Макс, тяжело дыша, осмотрел помещение, когда-то, судя по всему, бывшее либо караулкой, либо комнатой дежурного: пыльные стеллажи, традиционный мусор, возрастом своим восходящий к эпохе победы коммунизма, но вид имевший ровесника если не динозавров, то неандертальцев уж точно, валяющиеся на полу тряпки, в которых можно было узнать военное обмундирование, какие-то древние приборы непонятного назначения и зеркало около входа, с тремя ржавыми крючками вешалок сбоку. С трудом поднявшись, Макс подошёл к нему, выключил ПНВ, зажёг фонарь…

И отшатнулся — из зеркала на него смотрела жуткая рожа, в которой с большим трудом он узнал своё лицо. Недельная щетина, бледность, переходящая в какую-то покойницкую синеву, просто грязь, несколько ссадин и царапин, но самым пугающим было не это — выпученные глаза, казалось, были залиты кровью, а обострившиеся изменённые черты лица намекали на то, что в скором времени человеческим его назвать будет очень сложно. Боль в голове почти сошла на нет, напоминая о себе лёгкими покалываниями где-то в затылке.

— Что за? Да что со мной такое-то? — произнесло отражение в зеркале одновременно вместе с ним. — Когда ж меня в такое чудище развезло-то? Спокойно, только спокойно, не нервничаем. Попробуем принять это как факт… да в задницу этот факт, я же человек. Человек, да, а не сраный мутант, ведь так? Это всё пройдёт, это всё вылечат, — Нимов всячески пытался себя успокоить. — Вот доберусь до Базы, а там… а что там? А там Маха, она у нас кудесница. Положит меня в бокс, будет колоть разную дрянь и облучать разной фигнёй. Может быть. А что если Базы уже и нет, что добрались до неё вояки и разнесли к херам начисто, вместе с Махой и оборудованием? Нет, на Базу нам хода нет — далеко это и неизвестно что там, а вот если попробовать добраться до своего начальства… а ведь вариант. Придёшь ты такой красивый к профессору Завадскому, если до этого тебя никоновские орлы не пристрелят с перепугу, и скажешь — писец мне, Пал Валентиныч, не могли бы вы это исправить? А он тебя обнимет по-отечески, к медикам отведёт, на эксперименты, скорее всего, в тамошний виварий. В сраку это всё. Высплюсь, а там буду решать уже.

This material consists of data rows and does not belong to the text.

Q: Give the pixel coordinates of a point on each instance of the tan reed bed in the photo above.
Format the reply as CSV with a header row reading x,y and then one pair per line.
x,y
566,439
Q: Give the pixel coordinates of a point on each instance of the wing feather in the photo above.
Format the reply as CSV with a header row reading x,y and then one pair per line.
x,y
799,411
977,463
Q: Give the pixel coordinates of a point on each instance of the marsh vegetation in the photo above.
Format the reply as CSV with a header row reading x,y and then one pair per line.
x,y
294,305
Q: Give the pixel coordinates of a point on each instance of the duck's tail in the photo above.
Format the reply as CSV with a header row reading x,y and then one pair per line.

Макс привычно воткнул у двери два датчика движения, достал спальный мешок и завалился спать. Сон навалился на него тяжёлой тёмной одурью и походил больше на потерю сознания, но Нимову это было всё равно — события последних дней, накопившаяся усталость, и кое— что ещё, наконец-то полностью обессилили его тело, задвинув сознание на задний план. Он лежал бесчувственно, подобно манекену, не чувствуя преобразований своего организма — мышцы рук становились жёстче и сильнее, а кисти рук немного удлинились. Сознание было где-то далеко, впрочем телу того и было нужно — чудесам, даже страшным, традиционно положено случаться во время сна. Макс проспал два дня.